If this sounds tedious, it’s because you’ve already seen it before.  It’s nothing but fourth-rate Tennessee Williams and Eugene O’Neill.  With Tennessee Williams, melodramatic dialogue is a staple and seems to fit his hazy Southern aesthetic, its hamminess leaves you grinning.  With Eugene O’Neill, the peeling back of layers is a deliberate, fascinating process, one that leaves his readers and audience devastated.  But with Other Desert Cities, playwright Jon Robin Baitz has mugged the best from American theater and walked away without anything that makes it interesting.  His play is a kind of assault, an endurance test that no reasonable person could pass; the characters scream about love and betrayal and art, but everything is always turned up to eleven—both the pitch and the stakes begin way too high, leaving it no place to go.

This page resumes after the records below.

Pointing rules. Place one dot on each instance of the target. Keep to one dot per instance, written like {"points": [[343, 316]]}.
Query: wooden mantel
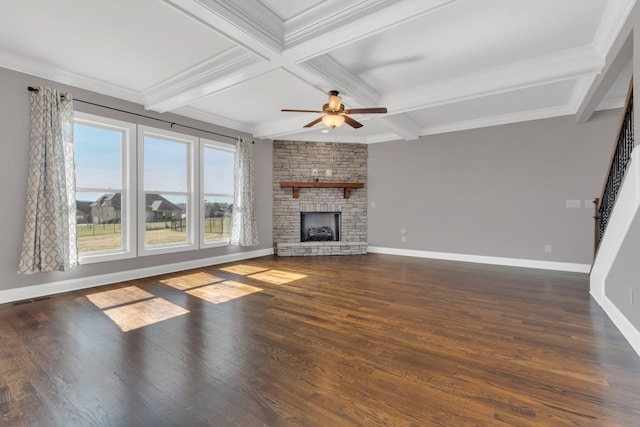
{"points": [[347, 186]]}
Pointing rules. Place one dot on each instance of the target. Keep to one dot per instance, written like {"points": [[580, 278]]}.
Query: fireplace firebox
{"points": [[319, 226]]}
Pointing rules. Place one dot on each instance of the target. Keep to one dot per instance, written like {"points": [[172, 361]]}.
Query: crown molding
{"points": [[25, 65], [580, 89], [401, 125], [547, 69], [328, 137], [218, 73], [615, 15]]}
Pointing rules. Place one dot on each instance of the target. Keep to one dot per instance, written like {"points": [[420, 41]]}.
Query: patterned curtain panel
{"points": [[49, 242], [244, 230]]}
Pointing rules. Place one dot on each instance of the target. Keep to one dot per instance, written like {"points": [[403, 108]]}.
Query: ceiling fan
{"points": [[336, 114]]}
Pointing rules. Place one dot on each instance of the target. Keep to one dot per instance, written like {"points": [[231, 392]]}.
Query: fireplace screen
{"points": [[319, 226]]}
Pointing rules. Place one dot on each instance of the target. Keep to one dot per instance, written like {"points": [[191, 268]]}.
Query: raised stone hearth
{"points": [[294, 162]]}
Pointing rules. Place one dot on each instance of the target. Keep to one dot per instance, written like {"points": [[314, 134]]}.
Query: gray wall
{"points": [[496, 191], [14, 152]]}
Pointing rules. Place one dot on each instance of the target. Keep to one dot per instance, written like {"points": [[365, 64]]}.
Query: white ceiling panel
{"points": [[286, 9], [537, 101], [132, 44], [469, 36], [275, 90], [437, 65]]}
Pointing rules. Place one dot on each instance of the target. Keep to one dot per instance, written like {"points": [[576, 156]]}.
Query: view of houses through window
{"points": [[175, 173]]}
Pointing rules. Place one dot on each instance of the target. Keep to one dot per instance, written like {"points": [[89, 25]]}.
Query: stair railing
{"points": [[617, 166]]}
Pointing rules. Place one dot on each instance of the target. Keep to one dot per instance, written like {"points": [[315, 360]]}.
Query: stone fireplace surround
{"points": [[294, 161]]}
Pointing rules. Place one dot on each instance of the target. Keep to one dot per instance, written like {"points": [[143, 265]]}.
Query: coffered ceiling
{"points": [[437, 65]]}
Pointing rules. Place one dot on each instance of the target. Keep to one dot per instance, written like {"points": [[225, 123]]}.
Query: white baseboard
{"points": [[622, 323], [510, 262], [35, 291]]}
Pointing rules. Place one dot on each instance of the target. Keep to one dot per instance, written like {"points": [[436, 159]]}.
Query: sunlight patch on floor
{"points": [[223, 291], [277, 277], [118, 296], [190, 281], [144, 313], [243, 269]]}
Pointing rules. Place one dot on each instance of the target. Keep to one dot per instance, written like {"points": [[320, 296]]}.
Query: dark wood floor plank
{"points": [[353, 340]]}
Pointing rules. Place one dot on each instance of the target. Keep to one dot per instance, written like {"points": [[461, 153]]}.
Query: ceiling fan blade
{"points": [[301, 111], [375, 110], [353, 123], [316, 121]]}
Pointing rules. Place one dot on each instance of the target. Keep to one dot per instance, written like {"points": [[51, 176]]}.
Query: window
{"points": [[166, 220], [181, 186], [104, 196], [217, 162]]}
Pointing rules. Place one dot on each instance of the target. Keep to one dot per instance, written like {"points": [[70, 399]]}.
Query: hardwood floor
{"points": [[321, 341]]}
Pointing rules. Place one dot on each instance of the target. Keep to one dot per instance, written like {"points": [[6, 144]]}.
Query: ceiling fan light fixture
{"points": [[334, 103], [333, 120]]}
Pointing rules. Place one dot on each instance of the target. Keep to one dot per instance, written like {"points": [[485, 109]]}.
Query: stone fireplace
{"points": [[341, 229]]}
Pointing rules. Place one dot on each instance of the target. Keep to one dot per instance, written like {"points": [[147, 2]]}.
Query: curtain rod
{"points": [[172, 124]]}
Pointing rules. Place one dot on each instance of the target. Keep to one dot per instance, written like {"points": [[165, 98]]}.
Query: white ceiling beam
{"points": [[533, 72], [621, 53]]}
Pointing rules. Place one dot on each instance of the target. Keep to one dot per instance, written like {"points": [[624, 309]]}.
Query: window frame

Ms. Griffiths, at its center, is both terrible and perfectly cast; sawing the air with her arms, condemning everyone in sight with such fervor that we can see the veins sticking out of her neck, she is entirely overwrought.  But what could be more apt in this context?  Veterans like Mr. Keach and Ms. Channing struggle to spit out their criminally phony dialogue—she is forced to bludgeon the audience with, “ ‘Acting or real’?  The two are hardly mutually exclusive in this family,” while he philosophically muses, “Maybe I prefer my lines written down … That was so much easier.”  These moments are in no way untypical, as Mr. Baitz feels the need to force-feed his audience the whole way through; hardly a scene goes by without someone explaining his elephantine metaphors, and the result is a sustained attack on our intelligence.

In the end, the only sympathy we have is for these actors—trapped night after night performing this hollow drivel—and not, as we should, for their characters.

Other Desert Cities runs through June 17th at the Booth Theatre.  222 W. 45th Street  New York, NY.